The five Californians, all immigrants, were among the first U.S. casualties in Iraq. Congress has decreed that they and other non-citizens pose too much of a security risk to inspect bags at airports. Yet they willingly sacrificed their lives for their new country. Immigrants have done this in every war since the Revolution.
An estimated 37,000 non-citizens are serving in the U.S. military -- between 4 and 5 percent of enlistees. A third are from California.
Some, like Menusa, wanted to become citizens, only to be frustrated by a three-year wait, compounded by paperwork and bureaucracy.
Eliminating delays to citizenship is the least the government can do for those in uniform.
A 33-year-old native of the Philippines, Menusa grew up in San Jose and made the military his career. His widow, Stacy, said her husband's application for citizenship had been in the works for seven years. After he paid his application fee, it took 18 months to get an appointment in Sacramento for an interview that he couldn't make while in recruiter school in Hawaii. Her husband discussed his desire for citizenship again not long before he shipped off to Iraq.
"There's something wrong here,'' she said. "He died for the country he loved.''
Only immigrants who have green cards, granting permanent residency, can enlist in the service. And without citizenship, immigrants can advance only so far. They can't become a commissioned officer or a Navy SEAL, or get high-security promotions.
Immigrants sign up for the same reasons as other Americans: career opportunities, educational benefits, adventure, devotion to country.
Jose Gutierrez, a 21-year-old Marine from Lomita, enlisted to earn tuition to study architecture. Francisco Martinez, 21, of Duarte, near Los Angeles, wanted to become a stock broker or detective.
Last July, President Bush cited the war on terror when he added a big inducement to enlistment. He ordered that citizenship applications of those on active duty be pushed to the top of the pile.
It's already had an impact; the requests for applications have quadrupled. The government also supposedly established a team to expedite the processing of applications, though that would have been news to Menusa.
Immigrant soldiers would get one more benefit under a bill by Rep. Martin Frost, D-Texas. It would waive citizenship fees and expenses that can add up to more than $1,000.

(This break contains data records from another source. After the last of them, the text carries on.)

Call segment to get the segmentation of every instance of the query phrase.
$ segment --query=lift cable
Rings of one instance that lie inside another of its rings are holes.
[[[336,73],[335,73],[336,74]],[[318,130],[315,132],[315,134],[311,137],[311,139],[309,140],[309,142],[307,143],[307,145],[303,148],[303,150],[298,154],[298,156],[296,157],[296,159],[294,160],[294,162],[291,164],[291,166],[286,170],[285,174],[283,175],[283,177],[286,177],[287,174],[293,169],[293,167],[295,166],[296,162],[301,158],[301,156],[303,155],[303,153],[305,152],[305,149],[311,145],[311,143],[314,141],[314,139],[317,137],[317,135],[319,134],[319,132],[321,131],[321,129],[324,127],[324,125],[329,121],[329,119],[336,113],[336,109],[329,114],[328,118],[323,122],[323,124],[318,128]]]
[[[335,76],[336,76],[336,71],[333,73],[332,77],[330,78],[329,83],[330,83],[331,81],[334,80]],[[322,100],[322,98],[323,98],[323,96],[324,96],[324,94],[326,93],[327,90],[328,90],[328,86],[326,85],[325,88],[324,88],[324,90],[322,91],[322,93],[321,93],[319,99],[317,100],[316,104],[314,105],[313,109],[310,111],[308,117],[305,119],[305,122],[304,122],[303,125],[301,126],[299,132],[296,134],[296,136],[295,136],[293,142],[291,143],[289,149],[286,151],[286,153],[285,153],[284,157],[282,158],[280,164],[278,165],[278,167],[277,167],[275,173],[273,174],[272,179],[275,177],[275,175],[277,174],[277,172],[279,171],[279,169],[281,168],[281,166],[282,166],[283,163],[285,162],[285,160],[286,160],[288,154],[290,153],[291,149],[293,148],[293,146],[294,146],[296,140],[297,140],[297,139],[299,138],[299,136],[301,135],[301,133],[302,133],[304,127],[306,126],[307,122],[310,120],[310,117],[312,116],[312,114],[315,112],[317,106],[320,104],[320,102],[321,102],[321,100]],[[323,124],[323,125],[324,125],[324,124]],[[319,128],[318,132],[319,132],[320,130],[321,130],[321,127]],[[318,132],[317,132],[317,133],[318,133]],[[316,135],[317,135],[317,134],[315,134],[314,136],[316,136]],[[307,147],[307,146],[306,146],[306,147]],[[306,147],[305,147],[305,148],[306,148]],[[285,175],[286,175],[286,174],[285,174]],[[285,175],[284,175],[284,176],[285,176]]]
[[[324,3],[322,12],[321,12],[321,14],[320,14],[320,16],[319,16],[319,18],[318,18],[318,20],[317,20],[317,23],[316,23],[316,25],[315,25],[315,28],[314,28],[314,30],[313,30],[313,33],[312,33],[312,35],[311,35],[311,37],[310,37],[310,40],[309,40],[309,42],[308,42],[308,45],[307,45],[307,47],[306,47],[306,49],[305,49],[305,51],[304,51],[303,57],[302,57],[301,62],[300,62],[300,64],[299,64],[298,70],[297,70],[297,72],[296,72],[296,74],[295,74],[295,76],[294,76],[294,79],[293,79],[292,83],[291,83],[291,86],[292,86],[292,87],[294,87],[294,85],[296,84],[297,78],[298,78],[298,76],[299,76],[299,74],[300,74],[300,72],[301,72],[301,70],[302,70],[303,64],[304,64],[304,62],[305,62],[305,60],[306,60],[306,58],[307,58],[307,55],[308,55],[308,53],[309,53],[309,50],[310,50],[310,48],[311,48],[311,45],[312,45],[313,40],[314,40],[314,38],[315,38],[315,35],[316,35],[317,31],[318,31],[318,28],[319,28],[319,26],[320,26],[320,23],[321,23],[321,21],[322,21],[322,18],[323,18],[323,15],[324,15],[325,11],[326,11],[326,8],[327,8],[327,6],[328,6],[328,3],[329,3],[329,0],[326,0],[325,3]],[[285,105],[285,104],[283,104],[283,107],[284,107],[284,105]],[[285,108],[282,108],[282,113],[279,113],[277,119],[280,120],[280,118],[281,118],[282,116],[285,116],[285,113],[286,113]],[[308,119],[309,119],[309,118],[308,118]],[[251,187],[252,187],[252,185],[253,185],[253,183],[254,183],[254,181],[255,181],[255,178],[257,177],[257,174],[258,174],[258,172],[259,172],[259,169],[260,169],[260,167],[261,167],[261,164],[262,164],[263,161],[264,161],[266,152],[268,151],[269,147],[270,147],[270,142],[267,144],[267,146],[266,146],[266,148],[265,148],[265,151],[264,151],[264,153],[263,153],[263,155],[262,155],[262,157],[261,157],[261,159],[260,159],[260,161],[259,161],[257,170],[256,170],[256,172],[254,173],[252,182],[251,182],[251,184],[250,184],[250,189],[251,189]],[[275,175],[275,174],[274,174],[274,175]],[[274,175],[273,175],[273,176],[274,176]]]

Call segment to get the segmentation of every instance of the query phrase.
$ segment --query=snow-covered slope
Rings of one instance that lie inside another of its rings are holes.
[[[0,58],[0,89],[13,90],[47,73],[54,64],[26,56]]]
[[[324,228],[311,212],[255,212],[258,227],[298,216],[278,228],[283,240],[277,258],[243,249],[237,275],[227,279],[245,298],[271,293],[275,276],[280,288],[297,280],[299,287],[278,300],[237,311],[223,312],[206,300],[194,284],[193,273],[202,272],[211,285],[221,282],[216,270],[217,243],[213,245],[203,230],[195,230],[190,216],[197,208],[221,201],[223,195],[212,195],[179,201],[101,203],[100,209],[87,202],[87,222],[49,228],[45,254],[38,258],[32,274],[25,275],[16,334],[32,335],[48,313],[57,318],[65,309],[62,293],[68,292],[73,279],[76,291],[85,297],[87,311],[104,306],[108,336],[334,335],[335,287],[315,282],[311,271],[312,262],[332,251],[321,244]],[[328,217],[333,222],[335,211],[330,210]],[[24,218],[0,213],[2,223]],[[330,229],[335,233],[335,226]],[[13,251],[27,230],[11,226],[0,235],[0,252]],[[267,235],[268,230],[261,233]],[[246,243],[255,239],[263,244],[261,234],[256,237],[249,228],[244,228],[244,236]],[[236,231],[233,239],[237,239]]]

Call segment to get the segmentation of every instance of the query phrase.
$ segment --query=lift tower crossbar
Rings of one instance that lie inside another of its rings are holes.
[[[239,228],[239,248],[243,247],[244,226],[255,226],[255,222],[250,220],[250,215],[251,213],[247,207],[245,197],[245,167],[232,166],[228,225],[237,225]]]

The Marines, an organization of Philippine vets and U.S. Rep. Lois Capps are working hard to have Joseph Menusa's citizenship awarded posthumously, Stacy Menusa said. Her husband would have appreciated that honor.
It shouldn't take death, though, to get the government's attention. Citizenship should be enjoyed by the living.
FOLLOWUP: A fund has been established to honor Joseph Menusa, the 33-year-old graduate of Silver Creek High School in San Jose who died in combat in Iraq. Contributions can be sent to the Gunnery Sgt. Joseph Menusa Memorial, in care of the Mid-State Bank, 1110 East Clark Ave., Santa Maria, CA 93455.